Watch: Did Cambridge Analytica Use Facebook Data to Snatch the Election for Trump?

The British television station Channel 4 plans to air a third installment of its exposé on Trump campaign firm Cambridge Analytica on Tuesday in an episode examining how the firm influenced the 2016 U.S. presidential election.

Before the new installment in the series airs, however, a whistleblower who worked for the data analysis firm told CNN that Cambridge Analytica tested catchphrases Donald Trump used during the campaign, such as "drain the swamp" and "deep state," and worked with Steve Bannon years before the election.

At the time, Bannon was chief executive of Breitbart News, a hard-right website that he has called a platform for the alt-right. He later became the Trump campaign's chief executive and then President Donald Trump's chief White House strategist.

Steve Bannon speaks before introducing Republican senatorial candidate Roy Moore during a campaign event at Oak Hollow Farm in Fairhope, Alabama, on December 5, 2017. Cambridge Analytica tested catchphrases Donald Trump used during his presidential campaign, such as “drain the swamp” and “deep state,” and it worked with Bannon years before the election.

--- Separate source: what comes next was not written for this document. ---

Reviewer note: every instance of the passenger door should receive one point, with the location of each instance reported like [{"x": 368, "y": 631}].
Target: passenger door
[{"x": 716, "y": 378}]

Joe Raedle/Getty Images

Breitbart is known for its anti-immigrant, anti-Muslim and anti-feminist sentiments, as well as for promoting far-right conspiracy theories like Pizzagate.

"We were testing all kinds of messages and all kinds of imagery. That included images of walls, people scaling walls. We tested 'drain the swamp.' Testing ideas of the 'deep state' and the NSA watching you—the government is conspiring against you," the former Cambridge Analytica employee, Christopher Wylie, told CNN late Monday. Wylie said his work for Bannon went back to 2014.

Cambridge Analytica, a London-based firm, is accused of harvesting more than 50 million Facebook profiles against the social media platform's rules and using those to profiles to build a psychological tool that could identify voters who could be persuaded to vote for Trump. Britain's Information Commissioner's Office is now seeking a warrant against the firm.

Related: Where to watch: Trump campaign's Cambridge Analytica faces undercover exposé

The third part in Channel 4's undercover exposé of Cambridge Analytica will look at the firm's work on the 2016 U.S. presidential election and will appear on its YouTube channel at 3 p.m. EST on Tuesday. Cambridge Analytica denies it used Facebook data to target voters during the Trump campaign.

In the second part of Channel 4's exposé, which aired Monday, senior employees of the firm, including CEO Alexander Nix, detailed how Cambridge Analytica could lay honey traps using Ukrainian girls and offer bribes to politicians to ensnare them as part of its services.

"We just put information into the bloodstream of the internet…and then watch it grow, give it a little push every now and again…like a remote control," Mark Turnbull, the managing director of Cambridge Analytica Political Global, told an undercover journalist posing as a potential client.

"It has to happen without anyone thinking, That's propaganda, because the moment you think, That's propaganda, the next question is, Who's put that out?" Turnbull said.

Wylie, the whistleblower, told The Guardian last weekend that he helped create a "psychological warfare mindfuck tool" for Bannon at Cambridge Analytica in 2014.

After he was pushed out of the White House last August, Bannon returned to head Breitbart. He was ousted in January 2018, after making disparaging comments about Trump and his family in the White House exposé Fire and Fury, by author Michael Wolff.

Libertarian billionaire Robert Mercer holds an ownership stake in Cambridge Analytica, and late last year he sold his shares in Breitbart to his daughter Rebekah. Mercer contributed heavily to the Trump campaign, and Bannon was his protégé. Wylie said he met with the two as the firm worked to build its psychological tool.

Wylie told CNN Tuesday that "a lot of these narratives, which, at the time, would seem crazy for mainstream candidates to run on— those were the things we were finding there were pockets of Americans who this really appealed to." He said Bannon knew what would work in a campaign "because we were doing the research on it."